Choose a chair with a wide base. Older babies are very active and curious; they'll come up with outlandish tricks, like pushing their legs against the dining table and attempting to tip their own chairs backward, just to see what will happen!
Don't use a high chair that has only a waist belt. To make sure your baby does not slide out of the chair, there should be a between-the-legs strap attaching to the waist belt.
Some chairs even come with a five-point harness, with two shoulder straps attaching to the other straps. This setup can make it difficult for a toddler using a spoon to lean over a bowl of soup or cereal. However, it can also prevent an older baby from standing up and falling out of the chair. (With some toddlers, this feature can really be a lifesaver!)

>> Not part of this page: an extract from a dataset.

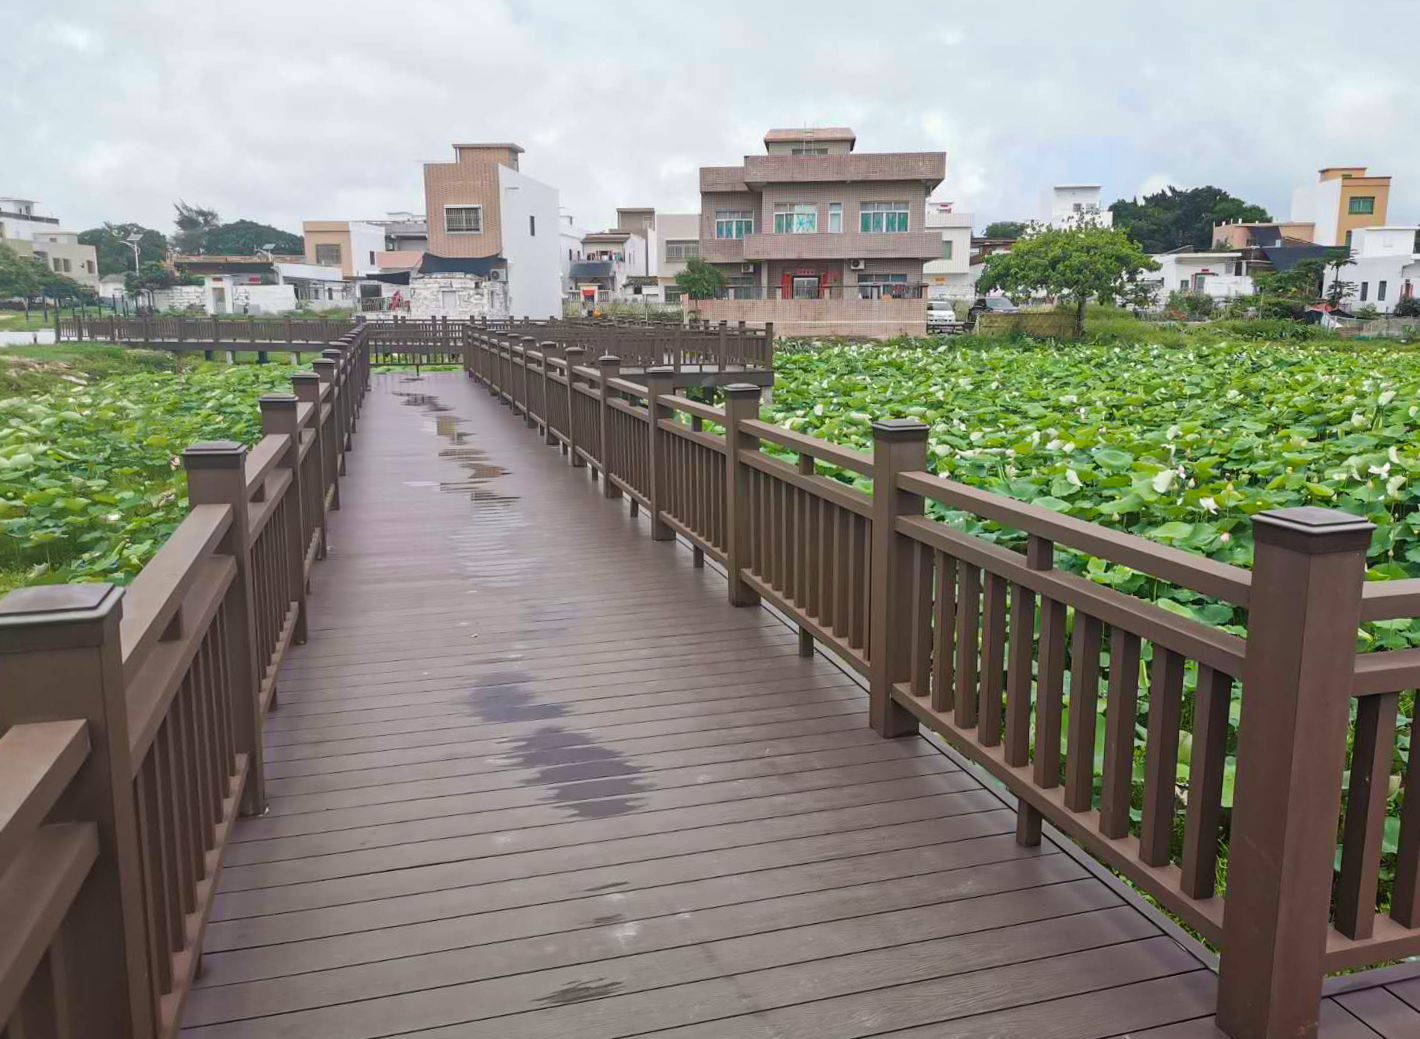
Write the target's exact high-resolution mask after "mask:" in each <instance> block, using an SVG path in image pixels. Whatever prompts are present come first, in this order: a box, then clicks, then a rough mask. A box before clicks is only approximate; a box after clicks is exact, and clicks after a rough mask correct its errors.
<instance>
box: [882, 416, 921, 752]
mask: <svg viewBox="0 0 1420 1039" xmlns="http://www.w3.org/2000/svg"><path fill="white" fill-rule="evenodd" d="M926 467H927V427H926V426H924V424H923V423H920V422H919V420H916V419H883V420H880V422H875V423H873V527H872V548H870V549H869V552H870V556H872V561H870V566H869V571H870V582H869V589H868V625H869V627H868V721H869V724H870V725H872V727H873V728H875V730H876V731H878V734H879V735H883V737H900V735H910V734H913V732H916V731H917V720H916V717H914V715H913V714H912V711H909V710H907V708H906V707H903V705H902V704H899V703H897V701H896V700H893V698H892V687H893V683H897V681H902V680H905V678H907V677H909V676H910V674H912V609H913V572H912V562H913V559H912V552H910V551H909V546H907V545H905V544H903V541H905V539H903V537H902V535H900V534H897V531H896V529H895V528H896V521H897V517H900V515H922V511H923V502H922V497H920V495H917V494H909V493H907V491H903V490H900V488H899V487H897V474H899V473H912V471H917V470H923V468H926Z"/></svg>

There are chairs on the market that have reclining positions as well as upright positions. There is no need for this. Your baby should not be given solid food until he can sit up on his own.
Some chairs can be converted into a booster chair when the baby is ready; this handy feature can save you money.
Wooden high chairs are traditional and very nice-looking. They may have removable cushions that tie onto the seat or back.
Newer-style chairs may be made of metal or plastic or both. Often they are constructed with soft, padded seats and fabrics. Some of these models fold up for easy storage.
The Juvenile Product Manufacturers Association (JPMA) certifies chairs that meet or exceed voluntary industry safety standards.
JPMA lists the following manufacturers as having chairs which meet the safety specifications: Baby Trend, Chicco USA, Dorel Juvenile Group, Early Childhood Resources, Evenflo, Fisher-Price, Graco, J. Mason, Kolcraft, Peg Perego, Scandinavian Child, and Stokke. Check the JPMA certified product index for an up-to-the minute list of manufacturers of JPMA-certified high chairs.